ENEOS HD(上)突然失脚した最高権力者・杉森務前会長の実力
1999年、日本石油と三菱石油の合併(日石三菱)に始まり、2010年の新日鉱ホールディングスとの経営統合。17年、東燃ゼネラル石油をのみ込んだ。杉森はいずれの再編・淘汰でも交渉の最前線に立ち、奔走した。
「入社してから社名が6回も変わった」。経験したくてもできないような特異な経歴を持つ。14年、JX日鉱日石エネルギー、16年、JXエネルギー、17年、JXTGエネルギーの社長に就いた。全国の給油所(ガソリンスタンド)を率いる事業会社の社長に就いたことがバネとなり、杉森はグループのトップの座を手繰り寄せた。

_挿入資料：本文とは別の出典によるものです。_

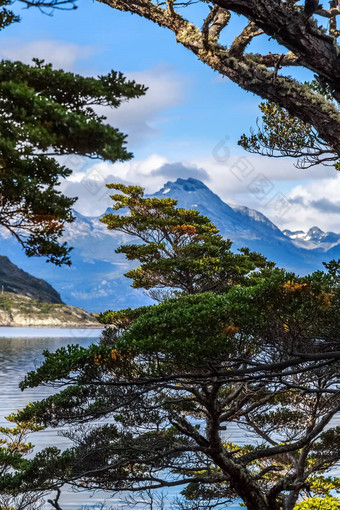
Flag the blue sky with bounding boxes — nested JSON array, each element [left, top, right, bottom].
[[0, 0, 340, 231]]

17年4月、JXホールディングスと東燃ゼネラル石油が経営統合し、JXTGホールディングスが誕生した。事業子会社のJXTGエネルギー社長の杉森は、18年6月、持ち株会社、JXTGHD社長の椅子に座った。
グループトップの座を射止めた彼の初仕事は、給油所のブランド名だったENEOSに社名を統一することだった。旧JXのENEOSが約1万カ所。経営統合した東燃ゼネラル石油だったエッソとモービル、旧ゼネラル石油のゼネラルを合わせて、給油所はおよそ1万3500カ所あった。